While a lot of software development methodologies focus on agile and waterfall, there are more methods to choose from than you might think—nearly 60 at last count! Each has its loyal adherents, with different approaches having the fastest speed, highest quality, and lowest total cost of ownership.
Depending on needs, budget, and desired launch date, software developers in the U.S. tend to choose one of seven to ten software development methodologies. In an earlier post, we gave you an overview of some of the most popular ones they use. Here, we’ll dive a little deeper into why you might want to choose one type of software development over another for your next project, and we’ll take a look at a couple of approaches we didn’t include last time.
A Closer Look at Top Software Development Methodologies
The steps involved in choosing the proper software development methodology are based on project needs and the benefits it provides from making a particular choice. Though there’s no “perfect” approach to software development, you can use specific criteria to narrow your choice, including:
- Project focus and complexity
- Customer and stakeholder involvement
- Flexibility of timeline
- Allotted budget
- Number and type of teams working on the project
- Required resources vs. available resources
- Project scalability
- Resistance to change and rigidity of structure
- Specialization of roles
- Set start and end dates
Now on to the methodologies.
6. Feature-Driven Development
Like agile, feature-driven development is an iterative, incremental, and customer-centric approach to software development. It encourages status reporting at all levels, which helps developers to update the project regularly, identify errors quickly, and provide clients with progress reports and results at any time. A practical approach, it’s ideal for long-term, complex projects and is often a good option for teams that want a structured, focused agile methodology that can be easily scaled across the product organization.
5. Scrum Development
The leading agile methodology, Scrum is ideal when you’re looking for quick feedback, better communication, and optimal flexibility. Reasons to choose the Scrum methodology include when:
- Requirements aren’t clearly defined.
- There’s a high probability of changes during development.
- Early and frequent testing is needed.
- The product owner is fully available.
- The development team has self-management skills.

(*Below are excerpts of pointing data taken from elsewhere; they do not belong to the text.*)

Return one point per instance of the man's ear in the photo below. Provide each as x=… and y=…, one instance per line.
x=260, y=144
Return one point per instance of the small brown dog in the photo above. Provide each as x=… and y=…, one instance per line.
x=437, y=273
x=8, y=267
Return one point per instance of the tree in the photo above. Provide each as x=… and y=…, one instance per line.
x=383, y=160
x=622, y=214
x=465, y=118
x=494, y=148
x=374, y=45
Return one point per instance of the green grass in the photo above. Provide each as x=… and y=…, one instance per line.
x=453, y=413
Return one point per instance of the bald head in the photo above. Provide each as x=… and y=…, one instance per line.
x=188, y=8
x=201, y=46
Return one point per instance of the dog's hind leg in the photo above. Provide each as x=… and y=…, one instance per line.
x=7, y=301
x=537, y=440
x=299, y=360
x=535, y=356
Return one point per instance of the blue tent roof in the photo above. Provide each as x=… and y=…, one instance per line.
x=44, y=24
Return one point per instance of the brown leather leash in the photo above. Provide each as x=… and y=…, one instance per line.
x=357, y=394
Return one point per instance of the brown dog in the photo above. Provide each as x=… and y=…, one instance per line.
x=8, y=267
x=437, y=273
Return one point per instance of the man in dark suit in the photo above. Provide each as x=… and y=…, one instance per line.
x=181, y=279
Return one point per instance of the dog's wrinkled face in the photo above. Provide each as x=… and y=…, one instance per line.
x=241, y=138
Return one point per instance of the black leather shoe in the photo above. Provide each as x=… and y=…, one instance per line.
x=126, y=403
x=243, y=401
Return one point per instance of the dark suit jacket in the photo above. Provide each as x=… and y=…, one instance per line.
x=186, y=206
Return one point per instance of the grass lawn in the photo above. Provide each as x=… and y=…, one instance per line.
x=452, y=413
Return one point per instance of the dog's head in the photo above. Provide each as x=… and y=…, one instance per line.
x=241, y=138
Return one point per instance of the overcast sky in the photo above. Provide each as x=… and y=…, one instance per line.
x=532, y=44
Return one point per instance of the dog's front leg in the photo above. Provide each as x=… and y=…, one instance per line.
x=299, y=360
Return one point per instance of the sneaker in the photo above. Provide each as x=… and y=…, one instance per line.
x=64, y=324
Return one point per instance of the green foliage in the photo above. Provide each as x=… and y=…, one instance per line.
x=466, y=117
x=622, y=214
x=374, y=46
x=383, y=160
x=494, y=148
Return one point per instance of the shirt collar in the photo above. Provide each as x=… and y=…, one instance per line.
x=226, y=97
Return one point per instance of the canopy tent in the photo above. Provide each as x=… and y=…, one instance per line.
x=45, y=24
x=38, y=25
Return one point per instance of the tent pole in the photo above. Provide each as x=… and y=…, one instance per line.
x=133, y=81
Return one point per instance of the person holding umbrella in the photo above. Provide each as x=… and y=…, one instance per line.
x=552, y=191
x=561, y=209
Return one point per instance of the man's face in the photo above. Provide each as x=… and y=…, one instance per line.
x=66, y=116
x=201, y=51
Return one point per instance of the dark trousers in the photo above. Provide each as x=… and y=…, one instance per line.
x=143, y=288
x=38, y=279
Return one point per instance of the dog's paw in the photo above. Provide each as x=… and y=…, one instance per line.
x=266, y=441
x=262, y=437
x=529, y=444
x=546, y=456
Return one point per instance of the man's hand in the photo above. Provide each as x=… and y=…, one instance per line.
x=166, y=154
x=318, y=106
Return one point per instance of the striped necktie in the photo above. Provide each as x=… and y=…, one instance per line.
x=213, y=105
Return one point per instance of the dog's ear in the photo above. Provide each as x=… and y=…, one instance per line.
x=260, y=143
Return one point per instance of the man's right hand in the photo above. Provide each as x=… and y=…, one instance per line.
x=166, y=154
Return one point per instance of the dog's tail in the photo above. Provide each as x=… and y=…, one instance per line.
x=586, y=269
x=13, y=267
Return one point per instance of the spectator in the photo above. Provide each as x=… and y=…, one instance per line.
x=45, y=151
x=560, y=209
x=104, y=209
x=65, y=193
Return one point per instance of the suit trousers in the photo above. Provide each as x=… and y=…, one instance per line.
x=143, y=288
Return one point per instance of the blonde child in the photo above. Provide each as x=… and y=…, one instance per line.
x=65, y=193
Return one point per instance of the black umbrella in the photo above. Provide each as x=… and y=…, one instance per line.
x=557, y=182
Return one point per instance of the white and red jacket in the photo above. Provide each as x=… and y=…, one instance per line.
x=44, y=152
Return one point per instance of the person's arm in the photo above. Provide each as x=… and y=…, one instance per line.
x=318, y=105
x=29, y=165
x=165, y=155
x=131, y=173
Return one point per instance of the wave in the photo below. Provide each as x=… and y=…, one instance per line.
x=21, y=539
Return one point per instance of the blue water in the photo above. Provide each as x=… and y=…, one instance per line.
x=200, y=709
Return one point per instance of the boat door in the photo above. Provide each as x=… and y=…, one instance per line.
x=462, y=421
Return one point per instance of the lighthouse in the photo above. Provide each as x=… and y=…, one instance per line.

- The client’s culture is open to innovation and adaptable to change.
4. Full Stack Development
If there’s an ideal time for using full stack development, it’s when you want to take an idea or feature and turn it into a fully functional prototype. Because full stack developers understand business requirements and engineering capabilities, they make excellent product managers who are skilled in taking all parameters into account when making decisions. Full stack development is also the ideal choice when your budget doesn’t allow for hiring a specialist for each layer of the development process.
3. Extreme Programming
Another agile project management methodology, extreme programming was created to dramatically reduce the software development lifecycle. More than just a series of steps to manage projects, it follows a set of values that helps teams work faster and collaborate more effectively. If you’re looking to quickly release and respond to customer requests, extreme programming can be the perfect fit for your project.
2. Lean Development
If you want a methodology that is both iterative and waste-averse, lean development is the way to go, as it’s all about paring things down both process and delivery-wise. It’s a good choice for addressing risks quickly and cheaply and has a high focus on market validation and making a successful product, not the “right” product. In the hands of high-caliber developers, lean empowers team members to speak up when they have a new idea, which can greatly improve engagement.
1. Embedded Systems Development
Yes, you can develop embedded software using agile methodology. As embedded software actually requires many of the same processes and ideas used in traditional software development, it’s also amenable to agile methodologies. But it does require rethinking both processes as one iterative, continuous process to address challenges like coupling the agile methodology to hardware development.